Citation Drift Index (CDI): Metric for Durable AI Citations

# The Citation Drift Index (CDI): the metric that tells you if you're becoming a durable source in AI answers

Executive summary

Most teams measure "AI visibility" the way they measured early SEO wins: screenshots.

That's a trap.

In AI answers, the real question isn't "Did we get cited once?" It's: "Can we stay cited?"
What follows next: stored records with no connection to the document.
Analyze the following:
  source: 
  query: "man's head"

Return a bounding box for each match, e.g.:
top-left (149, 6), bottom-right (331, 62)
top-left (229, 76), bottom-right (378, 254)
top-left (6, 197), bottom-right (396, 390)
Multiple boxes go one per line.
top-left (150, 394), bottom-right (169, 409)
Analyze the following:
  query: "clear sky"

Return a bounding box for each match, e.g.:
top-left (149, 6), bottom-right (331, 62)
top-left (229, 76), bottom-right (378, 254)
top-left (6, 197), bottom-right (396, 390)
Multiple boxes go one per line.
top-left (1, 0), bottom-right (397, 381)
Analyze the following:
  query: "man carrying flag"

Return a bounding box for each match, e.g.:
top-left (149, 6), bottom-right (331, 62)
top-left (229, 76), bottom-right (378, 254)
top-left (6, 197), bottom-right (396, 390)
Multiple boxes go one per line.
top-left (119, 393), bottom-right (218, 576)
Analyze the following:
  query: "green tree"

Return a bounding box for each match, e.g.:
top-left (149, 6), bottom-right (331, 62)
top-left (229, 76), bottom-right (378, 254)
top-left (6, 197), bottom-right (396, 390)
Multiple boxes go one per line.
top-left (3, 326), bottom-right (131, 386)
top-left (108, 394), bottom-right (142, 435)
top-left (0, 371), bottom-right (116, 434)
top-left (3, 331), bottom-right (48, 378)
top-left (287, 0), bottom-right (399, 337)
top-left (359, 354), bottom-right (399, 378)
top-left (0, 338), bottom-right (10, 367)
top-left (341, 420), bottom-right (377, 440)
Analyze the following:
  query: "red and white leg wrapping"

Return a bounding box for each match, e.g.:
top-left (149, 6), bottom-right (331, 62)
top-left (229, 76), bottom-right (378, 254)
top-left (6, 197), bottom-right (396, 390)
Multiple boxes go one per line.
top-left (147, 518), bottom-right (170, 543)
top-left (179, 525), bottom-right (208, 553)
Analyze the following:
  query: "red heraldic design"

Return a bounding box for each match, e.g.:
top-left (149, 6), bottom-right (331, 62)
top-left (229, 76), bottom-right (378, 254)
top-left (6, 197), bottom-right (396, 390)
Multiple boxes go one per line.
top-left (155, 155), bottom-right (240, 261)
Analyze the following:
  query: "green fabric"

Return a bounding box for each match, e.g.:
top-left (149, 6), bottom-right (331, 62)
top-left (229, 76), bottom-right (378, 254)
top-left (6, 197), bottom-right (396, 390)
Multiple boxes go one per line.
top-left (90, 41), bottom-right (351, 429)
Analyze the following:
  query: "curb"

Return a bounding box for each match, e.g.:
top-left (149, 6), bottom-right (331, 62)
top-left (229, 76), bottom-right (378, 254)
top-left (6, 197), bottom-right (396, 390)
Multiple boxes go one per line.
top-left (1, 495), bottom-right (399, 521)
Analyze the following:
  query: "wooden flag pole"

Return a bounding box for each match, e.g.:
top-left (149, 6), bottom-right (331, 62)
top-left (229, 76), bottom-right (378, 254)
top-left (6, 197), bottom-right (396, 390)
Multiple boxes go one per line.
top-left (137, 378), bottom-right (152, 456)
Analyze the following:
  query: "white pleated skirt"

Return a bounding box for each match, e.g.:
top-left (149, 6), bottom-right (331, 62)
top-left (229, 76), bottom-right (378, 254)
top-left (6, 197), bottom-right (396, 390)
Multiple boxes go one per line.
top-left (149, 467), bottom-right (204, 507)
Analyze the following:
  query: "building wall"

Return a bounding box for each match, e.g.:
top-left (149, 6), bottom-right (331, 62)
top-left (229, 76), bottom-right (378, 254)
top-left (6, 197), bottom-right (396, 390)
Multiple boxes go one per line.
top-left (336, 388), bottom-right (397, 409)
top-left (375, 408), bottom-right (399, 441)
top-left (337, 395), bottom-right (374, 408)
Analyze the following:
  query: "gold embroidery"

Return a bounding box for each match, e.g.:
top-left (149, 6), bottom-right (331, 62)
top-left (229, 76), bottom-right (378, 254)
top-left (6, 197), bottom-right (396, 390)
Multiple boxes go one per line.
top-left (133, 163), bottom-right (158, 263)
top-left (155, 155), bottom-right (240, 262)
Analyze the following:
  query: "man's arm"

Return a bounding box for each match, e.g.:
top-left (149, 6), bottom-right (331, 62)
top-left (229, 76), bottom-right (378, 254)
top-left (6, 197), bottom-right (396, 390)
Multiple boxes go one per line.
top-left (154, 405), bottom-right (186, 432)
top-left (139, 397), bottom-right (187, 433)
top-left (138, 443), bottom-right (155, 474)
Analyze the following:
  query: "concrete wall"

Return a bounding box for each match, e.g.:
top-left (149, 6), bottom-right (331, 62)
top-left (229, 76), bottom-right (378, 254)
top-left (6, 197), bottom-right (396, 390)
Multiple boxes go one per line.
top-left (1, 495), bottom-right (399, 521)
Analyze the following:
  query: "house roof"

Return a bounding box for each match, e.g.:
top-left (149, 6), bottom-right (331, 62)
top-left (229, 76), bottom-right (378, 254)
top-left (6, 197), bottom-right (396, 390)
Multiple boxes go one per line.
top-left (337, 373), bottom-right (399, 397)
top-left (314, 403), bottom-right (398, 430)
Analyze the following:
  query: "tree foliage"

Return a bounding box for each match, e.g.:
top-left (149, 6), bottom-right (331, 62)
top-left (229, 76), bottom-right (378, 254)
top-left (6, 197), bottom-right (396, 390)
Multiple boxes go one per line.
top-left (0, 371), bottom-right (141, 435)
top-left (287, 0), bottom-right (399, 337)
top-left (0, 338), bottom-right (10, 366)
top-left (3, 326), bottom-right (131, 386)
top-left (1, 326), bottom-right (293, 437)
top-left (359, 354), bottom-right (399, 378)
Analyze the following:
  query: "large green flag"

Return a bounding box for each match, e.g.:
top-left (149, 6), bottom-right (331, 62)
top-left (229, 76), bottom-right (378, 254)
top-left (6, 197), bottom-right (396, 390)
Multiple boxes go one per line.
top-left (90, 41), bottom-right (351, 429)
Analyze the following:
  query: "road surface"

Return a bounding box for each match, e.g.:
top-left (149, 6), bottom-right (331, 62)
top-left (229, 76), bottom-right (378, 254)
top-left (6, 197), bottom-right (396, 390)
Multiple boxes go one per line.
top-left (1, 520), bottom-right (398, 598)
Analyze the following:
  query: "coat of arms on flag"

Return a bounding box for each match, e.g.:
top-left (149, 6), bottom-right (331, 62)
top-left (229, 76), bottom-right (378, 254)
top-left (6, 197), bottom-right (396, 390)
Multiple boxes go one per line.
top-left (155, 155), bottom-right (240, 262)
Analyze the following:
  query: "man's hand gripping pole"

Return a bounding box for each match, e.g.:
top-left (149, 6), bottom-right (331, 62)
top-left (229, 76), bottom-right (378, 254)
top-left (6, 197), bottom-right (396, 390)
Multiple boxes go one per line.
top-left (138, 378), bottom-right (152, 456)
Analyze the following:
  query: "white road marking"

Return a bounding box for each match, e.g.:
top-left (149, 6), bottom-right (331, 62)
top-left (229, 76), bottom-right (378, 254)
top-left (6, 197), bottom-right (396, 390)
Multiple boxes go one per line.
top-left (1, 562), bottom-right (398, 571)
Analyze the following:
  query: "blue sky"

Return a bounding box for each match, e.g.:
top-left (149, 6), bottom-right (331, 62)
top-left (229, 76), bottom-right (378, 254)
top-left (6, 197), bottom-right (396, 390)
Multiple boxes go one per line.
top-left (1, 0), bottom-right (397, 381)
So here's a standard you can actually operate:

Citation Drift Index (CDI) → a drift-aware KPI for how stable your citations are over time
A practical audit method (query set + cadence + controls)
A diagnostic taxonomy that turns volatility into a backlog

If you already publish in a way that machines can reliably ingest (Bot-Visible Test (BVT)), and you've fixed provenance ambiguity (Entity Anchors), CDI becomes the KPI that tells you whether your authority is compounding.
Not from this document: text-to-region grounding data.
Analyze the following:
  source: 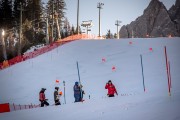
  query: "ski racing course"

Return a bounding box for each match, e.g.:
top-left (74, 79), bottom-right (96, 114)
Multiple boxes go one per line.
top-left (0, 37), bottom-right (180, 120)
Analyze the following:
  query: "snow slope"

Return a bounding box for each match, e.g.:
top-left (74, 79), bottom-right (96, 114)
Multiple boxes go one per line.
top-left (0, 38), bottom-right (180, 120)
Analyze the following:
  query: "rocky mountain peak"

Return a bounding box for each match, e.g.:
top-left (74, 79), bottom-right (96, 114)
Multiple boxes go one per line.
top-left (119, 0), bottom-right (180, 38)
top-left (143, 0), bottom-right (166, 15)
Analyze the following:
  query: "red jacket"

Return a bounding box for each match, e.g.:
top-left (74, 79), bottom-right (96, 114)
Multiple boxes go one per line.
top-left (39, 92), bottom-right (46, 101)
top-left (105, 83), bottom-right (117, 95)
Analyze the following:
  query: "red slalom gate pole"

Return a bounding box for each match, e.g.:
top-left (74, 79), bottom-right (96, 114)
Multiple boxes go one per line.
top-left (168, 61), bottom-right (172, 88)
top-left (164, 46), bottom-right (171, 96)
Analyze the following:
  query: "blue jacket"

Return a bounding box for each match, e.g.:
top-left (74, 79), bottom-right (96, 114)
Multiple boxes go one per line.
top-left (74, 82), bottom-right (81, 95)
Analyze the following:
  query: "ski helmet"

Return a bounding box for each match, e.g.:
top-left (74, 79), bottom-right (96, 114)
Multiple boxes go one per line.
top-left (55, 87), bottom-right (59, 90)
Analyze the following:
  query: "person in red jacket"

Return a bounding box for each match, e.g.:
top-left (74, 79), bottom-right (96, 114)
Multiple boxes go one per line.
top-left (39, 88), bottom-right (49, 107)
top-left (105, 80), bottom-right (118, 97)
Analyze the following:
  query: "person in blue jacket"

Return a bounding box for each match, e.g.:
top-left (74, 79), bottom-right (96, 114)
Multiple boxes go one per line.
top-left (73, 81), bottom-right (82, 102)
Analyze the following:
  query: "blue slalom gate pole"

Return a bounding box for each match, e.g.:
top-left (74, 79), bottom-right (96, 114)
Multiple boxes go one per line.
top-left (76, 61), bottom-right (83, 100)
top-left (140, 54), bottom-right (146, 92)
top-left (76, 61), bottom-right (81, 83)
top-left (164, 46), bottom-right (171, 96)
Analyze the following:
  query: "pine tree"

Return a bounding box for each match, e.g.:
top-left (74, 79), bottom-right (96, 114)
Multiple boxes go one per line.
top-left (47, 0), bottom-right (66, 39)
top-left (0, 1), bottom-right (3, 27)
top-left (71, 25), bottom-right (75, 35)
top-left (13, 0), bottom-right (25, 25)
top-left (114, 33), bottom-right (117, 39)
top-left (0, 0), bottom-right (13, 28)
top-left (106, 29), bottom-right (113, 39)
top-left (25, 0), bottom-right (42, 26)
top-left (64, 17), bottom-right (71, 37)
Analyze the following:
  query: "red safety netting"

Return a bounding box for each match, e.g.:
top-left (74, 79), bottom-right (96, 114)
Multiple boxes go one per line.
top-left (0, 103), bottom-right (10, 113)
top-left (9, 103), bottom-right (40, 112)
top-left (0, 34), bottom-right (99, 70)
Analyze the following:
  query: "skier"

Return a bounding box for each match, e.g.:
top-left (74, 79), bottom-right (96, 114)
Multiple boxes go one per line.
top-left (39, 88), bottom-right (49, 107)
top-left (73, 81), bottom-right (83, 102)
top-left (105, 80), bottom-right (118, 97)
top-left (54, 87), bottom-right (61, 105)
For execution details, pair CDI with a concrete implementation checklist (The Citation-Ready GEO Checklist) and the system-level view of how mentions are assembled (The Citation Stack).

The contrarian claim

If you don't track drift, you're not doing GEO.
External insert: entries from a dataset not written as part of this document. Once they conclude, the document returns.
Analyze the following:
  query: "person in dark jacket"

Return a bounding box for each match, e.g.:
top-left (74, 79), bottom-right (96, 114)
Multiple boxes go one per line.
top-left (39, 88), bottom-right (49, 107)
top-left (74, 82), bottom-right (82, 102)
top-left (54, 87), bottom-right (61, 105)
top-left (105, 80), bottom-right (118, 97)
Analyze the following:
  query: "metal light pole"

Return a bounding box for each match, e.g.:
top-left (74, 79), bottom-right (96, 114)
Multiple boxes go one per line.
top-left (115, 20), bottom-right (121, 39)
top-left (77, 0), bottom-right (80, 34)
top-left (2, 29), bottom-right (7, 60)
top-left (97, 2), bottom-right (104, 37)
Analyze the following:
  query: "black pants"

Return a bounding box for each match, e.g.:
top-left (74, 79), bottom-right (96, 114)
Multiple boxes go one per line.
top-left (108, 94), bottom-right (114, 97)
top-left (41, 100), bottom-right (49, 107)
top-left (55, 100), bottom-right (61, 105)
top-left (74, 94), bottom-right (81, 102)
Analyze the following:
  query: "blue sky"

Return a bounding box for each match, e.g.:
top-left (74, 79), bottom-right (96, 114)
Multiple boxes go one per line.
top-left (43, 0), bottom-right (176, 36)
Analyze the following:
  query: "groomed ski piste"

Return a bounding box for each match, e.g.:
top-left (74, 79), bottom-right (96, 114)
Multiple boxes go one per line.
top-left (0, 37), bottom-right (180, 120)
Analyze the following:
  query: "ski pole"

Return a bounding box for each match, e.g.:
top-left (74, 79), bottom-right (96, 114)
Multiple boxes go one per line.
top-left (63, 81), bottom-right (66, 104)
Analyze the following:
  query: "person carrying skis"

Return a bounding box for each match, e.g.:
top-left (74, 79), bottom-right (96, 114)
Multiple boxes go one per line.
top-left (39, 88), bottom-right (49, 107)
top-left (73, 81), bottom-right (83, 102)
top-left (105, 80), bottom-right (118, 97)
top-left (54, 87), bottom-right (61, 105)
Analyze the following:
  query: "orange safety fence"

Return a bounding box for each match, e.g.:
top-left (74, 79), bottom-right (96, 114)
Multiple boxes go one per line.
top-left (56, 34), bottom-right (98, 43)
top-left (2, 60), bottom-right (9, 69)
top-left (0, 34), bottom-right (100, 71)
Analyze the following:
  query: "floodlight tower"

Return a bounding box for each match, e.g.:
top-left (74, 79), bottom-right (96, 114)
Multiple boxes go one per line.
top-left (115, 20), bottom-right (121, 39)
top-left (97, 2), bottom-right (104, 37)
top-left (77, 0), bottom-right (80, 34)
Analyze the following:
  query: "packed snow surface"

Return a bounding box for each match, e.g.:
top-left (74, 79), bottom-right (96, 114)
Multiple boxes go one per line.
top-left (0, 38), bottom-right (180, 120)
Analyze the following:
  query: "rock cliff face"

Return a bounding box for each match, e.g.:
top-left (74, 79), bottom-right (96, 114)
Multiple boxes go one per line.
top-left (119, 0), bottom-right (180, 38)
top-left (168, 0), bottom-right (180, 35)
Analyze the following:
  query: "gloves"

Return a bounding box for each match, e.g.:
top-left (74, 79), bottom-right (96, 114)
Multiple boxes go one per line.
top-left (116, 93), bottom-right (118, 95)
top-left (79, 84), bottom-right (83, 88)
You're doing AI mention tourism.

One week your brand appears in an answer. Next week it's gone. Everyone celebrates anyway - because there's no metric that punishes volatility.

Traditional SEO trained us to obsess over position.

AI search requires us to obsess over selection stability.

What "citation drift" actually is

"Drift" is the delta between what you believe is true ("we're a source for this topic") and what the engines actually do over time.

Drift happens because:

retrieval + ranking weights change
answer synthesis patterns shift
your pages change (or competitors ship better evidence)
crawlers re-parse your pages and lose confidence (rendering/provenance issues)

Industry tooling has started naming this explicitly ("citation drift") and recommending multi-window measurement (daily/weekly/monthly). That's directionally correct - but most teams still don't have an operational KPI they can baseline, trend, and tie to actions.

CDI: the simplest usable definition

You want a metric that is:

repeatable (same queries, same cadence)
directional (improves as you become more reliable)
actionable (when it moves, you know what to fix)

The definition (minimal and usable)

For a fixed set of queries Q, measured across a fixed set of engines E, at time t:

Let C(t) be the set of queries where your brand is cited (as a link, named source, or clearly attributed reference).

Then over two measurement points (t0 → t1):

Retention = |C(t0) ∩ C(t1)| / |C(t0)|
CDI = 1 - Retention

Interpretation:

CDI near 0.0 → stable authority (good)
CDI near 1.0 → volatile / fragile visibility (bad)

Optional (only if you have the pipeline):

Engine consistency: do multiple engines cite you for the same query?
Misattribution rate: are you cited under the wrong brand/page?

Start with retention. Complexity can wait.

The audit method (that makes CDI real)

Here's the operating procedure. No dashboards required.

1) Build a query set you can defend

Aim for 30-100 queries.

Rules:

60-70% are "money queries" (core category, high intent)
20-30% are "proof queries" (comparisons, frameworks, standards)
10% are "edge queries" (hard cases that reveal weakness)

Store this list. Don't change it casually. If you do, version it.

2) Fix the engines and the prompt format

Pick 2-3 environments you care about (example):

Google AI Overviews (where available)
Perplexity
ChatGPT (with browsing)

Use a consistent prompt template:

ask for a concise answer
ask for sources/citations
keep query phrasing identical

3) Measure on a cadence that exposes volatility

Weekly is the best default.
Add a daily window only for launches (first 7-10 days).
Add a monthly rollup for strategic reporting.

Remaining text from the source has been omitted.